During the 1987 NFL strike, replacement players were allowed a moment in the sun playing professional football. Many had waited years to have a chance such as this one. Screenplay writer Vince McKewin has come up with a humorous fictional interpretation of this incident in sports history. Of course, given the greed and the vanity of so many gridiron stars, it is only natural for us to root for their stand-ins.
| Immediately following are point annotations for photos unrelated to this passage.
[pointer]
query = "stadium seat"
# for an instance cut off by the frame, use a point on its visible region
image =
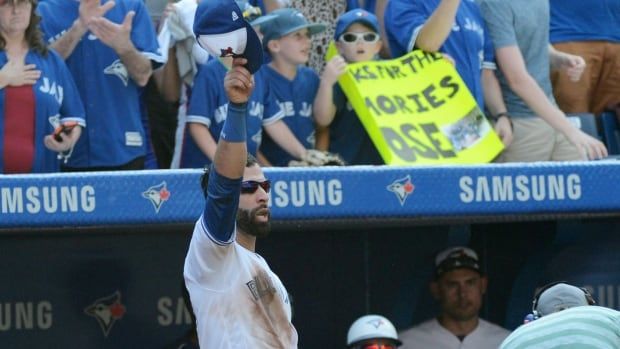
(585, 122)
(611, 132)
Edward O'Neil (Jack Warden), owner of the Washington Sentinels, believes that his team still has a shot at the playoffs despite the strike by his players. He calls coach Jimmy McGinty (Gene Hackman) out of retirement to assemble a replacement team. This wily veteran puts together a team consisting of a vicious SWAT cop (Jon Favreau), a Japanese Sumo wrestler (Ace Yonamine), a deaf athlete (David Denman), two mammoth bodyguards (Michael "Bear" Taliferro and Faizon Love), a chain-smoking Welsh soccer player (Rhys Ifans), a convict (Michael Jace), a born-again Christian (Troy Winbush), and a sprinter (Clifford Franklin).
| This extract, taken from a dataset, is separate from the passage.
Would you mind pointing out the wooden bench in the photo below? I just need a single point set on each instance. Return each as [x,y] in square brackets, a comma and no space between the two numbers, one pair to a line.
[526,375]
To lead this team of eager misfits, McGinty chooses Shane Falco (Keanu Reeves), a shining college football quarterback whose light was extinguished in a huge and humiliating Sugar Bowl loss. With a reputation for caving in under pressure, he has much to prove to himself and to all those who once believed in him.
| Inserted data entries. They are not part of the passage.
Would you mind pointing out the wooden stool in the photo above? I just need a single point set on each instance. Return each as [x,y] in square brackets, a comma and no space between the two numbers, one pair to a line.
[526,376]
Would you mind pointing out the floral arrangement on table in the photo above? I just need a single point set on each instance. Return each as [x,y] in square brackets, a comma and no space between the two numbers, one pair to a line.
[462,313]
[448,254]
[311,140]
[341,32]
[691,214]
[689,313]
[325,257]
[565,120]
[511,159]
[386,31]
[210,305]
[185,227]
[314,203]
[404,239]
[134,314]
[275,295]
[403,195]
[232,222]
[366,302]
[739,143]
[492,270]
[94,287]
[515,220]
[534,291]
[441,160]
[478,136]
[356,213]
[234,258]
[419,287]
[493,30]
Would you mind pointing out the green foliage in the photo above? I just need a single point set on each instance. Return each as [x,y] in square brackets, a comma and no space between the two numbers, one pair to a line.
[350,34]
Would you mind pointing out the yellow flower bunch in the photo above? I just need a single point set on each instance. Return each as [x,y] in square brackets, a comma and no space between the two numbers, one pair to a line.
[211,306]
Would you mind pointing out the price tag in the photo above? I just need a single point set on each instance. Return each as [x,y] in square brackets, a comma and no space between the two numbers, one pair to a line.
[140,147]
Howard Deutch keeps this archetypal Hollywood movie humming along with predictable comic bits and the antics of its colorful characters. Even though we can easily predict the outcome of the pivotal game, it is still fun to watch a group of so-called losers coalesce into a team by transcending their conflicts and fulfilling their potential in one supreme moment of glory. This entertaining comedy is a real corker.